Intervista a Pappi Corsicato

Pappi Corsicato nasce a Napoli nel 1960. Si iscrive a Architettura, a Napoli, salvo poi trasferirsi a New York dove studia danza e coreografia, all’Alvin Allen Dance School, e recitazione. Nel 1990 conosce Pedro Almodovar, di cui è assistente alla regia in Legami!. Esordisce nel 1992 con il cortometraggio Libera, che andrà a costituire un frammento del suo omonimo esordio nel lungometraggio, presentato con successo critico al Festival di Berlino nel 1993 e premiato con il Nastro d’argento per la migliore opera prima, la Grolla D’Oro e il Globo d’Oro della stampa estera. Nel 1995 il successo di I buchi neri lo consacra definitivamente. Nello stesso anno filma la regia di Nun te scurda’, videoclip di una canzone degli Almamegretta. L’anno successivo realizza Argento puro, videointervista a Marco Ferreri, sul set di Nitrato d’argento. Del 1997 è La stirpe di Iana episodio di I vesuviani, opera collettiva che raccoglie i più talentuosi cineasti napoletani: con lui Mario Martone, Antonietta De Lillo, Antonio Capuano, Stefano Incerti. Nel 2001 gira Chimera, opera ambiziosa, autoprodotta, accolta da estremi e contrastanti pareri critici.

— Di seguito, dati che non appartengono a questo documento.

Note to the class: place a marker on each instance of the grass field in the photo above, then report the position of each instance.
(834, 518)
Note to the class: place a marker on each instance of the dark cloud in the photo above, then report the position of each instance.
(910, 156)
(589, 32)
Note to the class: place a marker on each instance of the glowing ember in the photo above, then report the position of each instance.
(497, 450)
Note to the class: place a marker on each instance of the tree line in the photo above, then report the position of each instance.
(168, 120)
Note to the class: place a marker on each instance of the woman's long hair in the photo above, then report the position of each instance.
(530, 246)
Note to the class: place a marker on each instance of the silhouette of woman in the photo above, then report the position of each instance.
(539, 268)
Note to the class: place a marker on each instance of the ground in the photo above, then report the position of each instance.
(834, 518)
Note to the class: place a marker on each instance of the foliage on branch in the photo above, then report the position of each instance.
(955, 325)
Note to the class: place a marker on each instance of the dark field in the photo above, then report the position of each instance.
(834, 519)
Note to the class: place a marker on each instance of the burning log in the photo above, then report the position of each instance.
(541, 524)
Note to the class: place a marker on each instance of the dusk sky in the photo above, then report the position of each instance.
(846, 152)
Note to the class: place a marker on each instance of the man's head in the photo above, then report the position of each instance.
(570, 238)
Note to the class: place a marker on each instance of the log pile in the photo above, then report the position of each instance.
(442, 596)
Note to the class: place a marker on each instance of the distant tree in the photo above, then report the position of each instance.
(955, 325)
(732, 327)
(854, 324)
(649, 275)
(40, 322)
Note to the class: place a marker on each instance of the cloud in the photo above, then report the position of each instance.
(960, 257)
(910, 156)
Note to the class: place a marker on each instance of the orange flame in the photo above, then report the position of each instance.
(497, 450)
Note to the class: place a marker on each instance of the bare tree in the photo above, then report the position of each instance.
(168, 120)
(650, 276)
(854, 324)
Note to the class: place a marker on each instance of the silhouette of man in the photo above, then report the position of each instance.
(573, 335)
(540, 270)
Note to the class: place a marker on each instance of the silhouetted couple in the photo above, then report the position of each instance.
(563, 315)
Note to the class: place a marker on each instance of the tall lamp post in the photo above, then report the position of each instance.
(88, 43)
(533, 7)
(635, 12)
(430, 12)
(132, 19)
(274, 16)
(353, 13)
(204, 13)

Dopo avere lavorato a documentari dedicati all’arte contemporanea (percorso iniziato nel 1995), esordisce in teatro con Eva Peron, confermando il decennale sodalizio con Iaia Forte, sua interprete feticcio. Dopo 7 anni di assenza dal circuito cinematografico ritorna con Il seme della discordia, presentato in concorso all’ultimo Festival di Venezia. Tra gli altri suoi lavori, La voce umana cortometraggio/libera interpretazione del celebre monologo di Cocteau.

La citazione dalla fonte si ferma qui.